研究書ではない創作物は、あらゆる方途、手法を通して文学の特権を具現化しようとする。そこにはもちろん、著者の実人生のエピソードも含まれて、それは実人生そのものではないかもしれないが、だからといって真実が含まれていなくても許されるわけではない。とりわけ詩においてはそうである。詩とともに生きることには詩人との出逢いもあり、今は亡き田村隆一と鮎川信夫が現われるに至り、著者が紛れもなくユニークなある時代、すなわち戦後詩の時代から現代を生きてきたこともわかる。
近代的自我=モダンの行き着く先をエズラ・パウンドのペルソナ手法とするなら、私たちは詩を書くこと/読むことにおいて二重のペルソナ=仮面をつけるのだ、と言える。一方では近代的自我の、もう一方では日本語への翻訳という。言うまでもなく、それらは同じ源であり、ただそれを辿ることで、やはり行き着く先は「生と死の」あわいとしか言いようのないところだ。逆に言えば、その私たちの故郷こそが、パウンドが異文化に見い出し、欧米文化に属するテキストにおいて、まさにテキストの力で現前させようとしたものだ。
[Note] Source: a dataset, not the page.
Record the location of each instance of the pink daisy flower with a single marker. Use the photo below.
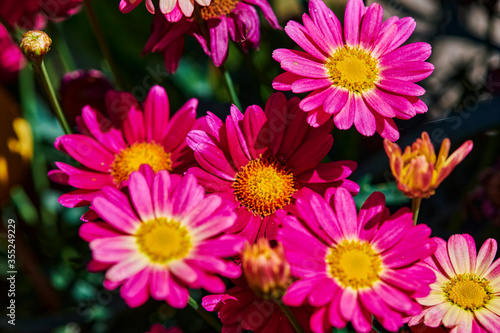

それらのすべてがある意味、碩学としてではなく、詩とともに生きてきたことによって眺められる。出逢い、すれ違ってきたテキストと詩人をゆっくり振り返るように、詩と生きた過程を何の外連味もなく解き明かす語り口は、それ自体が素顔でもあり、やはりテキストそのものという二重のペルソナでもある。